If I were in charge of the Ministry for the Future,64 I would want to keep part of our world, to preserve it in some way so that if, a billion years from now, an alien species were to stumble upon the ruins of our extinction they would find this record of one of our successful forms. Huyghe's Untitled (Human Mask) is a film for and of that record, presenting, looping, perpetually playing as a virtual welcome to visiting forms: Look, it could be saying, we did stuff like this, as we puzzled at what it was like to be almost like something else. What distinguishes us from monkeys? Simply the ‘the privilege of absurdity’.65 That's how crazy all of this is. If we were to build temples to our hopes and loves, replicating everything, imagining visitors billions of years from now discovering these temples and learning, would we not want one such temple to be devoted to the cinematic effect, marking and revealing the radical discontinuity of self and moving image? The cinema represents a communion of pleasure across much of the world: everyone in thrall to what most everyone else is in thrall to. Not equally, of course – there have been deliberate exclusions, monstrous stereotypes, egregious defilement of non-whites, women, anyone subjugated by ruling classes. But movies have been made in vastly different cultures by vastly different kinds of people, and that, in my view, counts for something.

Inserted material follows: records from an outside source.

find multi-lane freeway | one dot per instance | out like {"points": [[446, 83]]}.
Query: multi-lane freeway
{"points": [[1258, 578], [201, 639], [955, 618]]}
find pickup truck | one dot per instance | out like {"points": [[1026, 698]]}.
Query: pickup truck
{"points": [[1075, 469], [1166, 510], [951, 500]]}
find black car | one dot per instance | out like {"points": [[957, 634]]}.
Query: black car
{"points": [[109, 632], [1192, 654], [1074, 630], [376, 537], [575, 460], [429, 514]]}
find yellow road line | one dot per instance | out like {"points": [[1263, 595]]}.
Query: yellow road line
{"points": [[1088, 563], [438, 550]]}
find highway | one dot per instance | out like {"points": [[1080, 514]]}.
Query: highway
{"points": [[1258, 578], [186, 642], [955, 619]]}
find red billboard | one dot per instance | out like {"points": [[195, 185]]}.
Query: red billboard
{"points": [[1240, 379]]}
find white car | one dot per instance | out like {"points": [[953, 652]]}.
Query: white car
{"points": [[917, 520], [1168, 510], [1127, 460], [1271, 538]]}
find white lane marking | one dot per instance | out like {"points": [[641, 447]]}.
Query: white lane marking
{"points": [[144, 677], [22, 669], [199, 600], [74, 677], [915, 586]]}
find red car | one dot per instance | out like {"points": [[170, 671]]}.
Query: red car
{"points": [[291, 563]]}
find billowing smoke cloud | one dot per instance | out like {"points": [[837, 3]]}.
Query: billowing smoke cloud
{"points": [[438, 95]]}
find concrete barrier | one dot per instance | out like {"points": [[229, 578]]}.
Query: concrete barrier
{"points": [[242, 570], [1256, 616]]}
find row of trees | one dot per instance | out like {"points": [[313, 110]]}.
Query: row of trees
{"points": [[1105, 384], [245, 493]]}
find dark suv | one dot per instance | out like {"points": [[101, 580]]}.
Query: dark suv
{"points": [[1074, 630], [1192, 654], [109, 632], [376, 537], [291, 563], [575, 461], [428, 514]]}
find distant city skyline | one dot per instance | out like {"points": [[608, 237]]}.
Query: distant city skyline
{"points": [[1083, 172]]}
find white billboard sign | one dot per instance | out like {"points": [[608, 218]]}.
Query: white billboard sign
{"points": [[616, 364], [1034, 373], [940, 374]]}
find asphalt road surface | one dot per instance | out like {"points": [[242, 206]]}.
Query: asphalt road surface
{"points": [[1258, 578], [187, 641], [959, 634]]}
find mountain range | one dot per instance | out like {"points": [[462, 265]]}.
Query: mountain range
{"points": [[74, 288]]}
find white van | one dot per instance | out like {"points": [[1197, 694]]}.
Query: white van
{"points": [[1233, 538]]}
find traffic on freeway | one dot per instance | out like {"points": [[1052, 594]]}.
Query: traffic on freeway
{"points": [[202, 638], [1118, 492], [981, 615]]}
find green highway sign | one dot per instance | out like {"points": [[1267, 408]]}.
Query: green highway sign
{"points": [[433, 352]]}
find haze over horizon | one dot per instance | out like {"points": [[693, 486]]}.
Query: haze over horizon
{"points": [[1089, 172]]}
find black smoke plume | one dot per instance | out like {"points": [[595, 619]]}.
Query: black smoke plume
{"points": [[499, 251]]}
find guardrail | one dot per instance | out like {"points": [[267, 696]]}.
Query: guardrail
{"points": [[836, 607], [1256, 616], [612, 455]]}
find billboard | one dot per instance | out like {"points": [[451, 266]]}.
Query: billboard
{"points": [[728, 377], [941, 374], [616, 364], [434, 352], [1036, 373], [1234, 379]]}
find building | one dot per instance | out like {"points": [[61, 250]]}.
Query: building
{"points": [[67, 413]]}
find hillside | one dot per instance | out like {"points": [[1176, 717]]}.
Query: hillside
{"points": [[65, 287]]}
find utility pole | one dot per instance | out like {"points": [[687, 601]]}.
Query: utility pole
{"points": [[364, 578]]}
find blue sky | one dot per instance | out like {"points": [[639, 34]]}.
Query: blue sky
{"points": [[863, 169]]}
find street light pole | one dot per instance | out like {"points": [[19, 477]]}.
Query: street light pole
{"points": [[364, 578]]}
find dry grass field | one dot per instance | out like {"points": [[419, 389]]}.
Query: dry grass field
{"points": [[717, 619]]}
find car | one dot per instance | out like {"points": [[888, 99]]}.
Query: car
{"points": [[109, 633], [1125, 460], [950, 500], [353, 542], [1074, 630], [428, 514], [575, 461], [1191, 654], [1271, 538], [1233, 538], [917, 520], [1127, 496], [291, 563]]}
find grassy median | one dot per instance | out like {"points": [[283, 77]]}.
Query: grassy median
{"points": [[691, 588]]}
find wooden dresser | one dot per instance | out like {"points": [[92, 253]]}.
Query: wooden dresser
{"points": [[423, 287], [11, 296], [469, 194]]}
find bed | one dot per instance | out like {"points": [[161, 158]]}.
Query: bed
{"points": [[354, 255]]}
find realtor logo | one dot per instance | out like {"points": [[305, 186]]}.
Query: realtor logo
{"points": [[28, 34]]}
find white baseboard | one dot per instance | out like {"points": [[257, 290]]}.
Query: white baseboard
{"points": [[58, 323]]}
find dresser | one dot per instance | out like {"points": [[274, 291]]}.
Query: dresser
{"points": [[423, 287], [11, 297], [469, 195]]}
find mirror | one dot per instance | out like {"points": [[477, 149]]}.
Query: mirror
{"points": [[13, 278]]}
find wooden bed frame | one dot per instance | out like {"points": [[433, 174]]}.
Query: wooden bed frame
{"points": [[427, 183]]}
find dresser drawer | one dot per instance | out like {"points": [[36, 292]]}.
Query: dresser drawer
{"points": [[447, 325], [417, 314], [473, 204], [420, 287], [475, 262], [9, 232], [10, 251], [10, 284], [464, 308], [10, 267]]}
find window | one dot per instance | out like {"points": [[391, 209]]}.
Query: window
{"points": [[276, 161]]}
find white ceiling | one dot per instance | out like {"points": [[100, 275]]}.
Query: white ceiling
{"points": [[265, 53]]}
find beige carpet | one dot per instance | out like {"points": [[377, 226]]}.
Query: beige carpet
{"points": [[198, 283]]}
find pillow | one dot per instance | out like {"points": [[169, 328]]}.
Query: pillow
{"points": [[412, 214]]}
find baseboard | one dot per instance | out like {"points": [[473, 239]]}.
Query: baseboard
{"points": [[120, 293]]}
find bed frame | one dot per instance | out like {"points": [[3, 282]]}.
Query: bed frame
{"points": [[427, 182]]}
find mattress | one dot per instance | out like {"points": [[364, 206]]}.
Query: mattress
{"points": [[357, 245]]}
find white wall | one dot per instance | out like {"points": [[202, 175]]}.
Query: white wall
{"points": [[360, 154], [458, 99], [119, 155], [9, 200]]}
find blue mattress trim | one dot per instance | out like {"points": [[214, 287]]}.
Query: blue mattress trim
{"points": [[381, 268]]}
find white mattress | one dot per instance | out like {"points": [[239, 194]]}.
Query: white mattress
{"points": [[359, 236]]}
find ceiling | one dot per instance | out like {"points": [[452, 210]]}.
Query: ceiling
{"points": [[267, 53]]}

Untitled (Human Mask) is a depiction of, and speculation on, ‘something’ that brings the future and the past together. Without human presence, distraction appears decidedly curious and old-fashioned, as if it suggested your first time looking at things, turning them over carefully in your hands, wondering what it is about your leg that keeps swinging, retrieving towels from hot towel cabinets, sitting at the table, alone except for a cat who ignores you. This monkey is the future, except he has not yet discovered the cinema, nor any of the other moving-image developments that distracted everyone in the before. She has the things of the world as things for her to hold, touch and contemplate. Depicted here is a world that disrupts what Hollis Frampton once wrote about as the supreme ‘ritual of possession, the creation of possessable things, the conservation of the possessable, the ritual process by which the things of the world and then their reproductions or representations are validated so that they can become ownable, so that they can become possessable’.66 In Untitled (Human Mask), no living being owns anything anymore. Everything is something, but not for anyone in particular.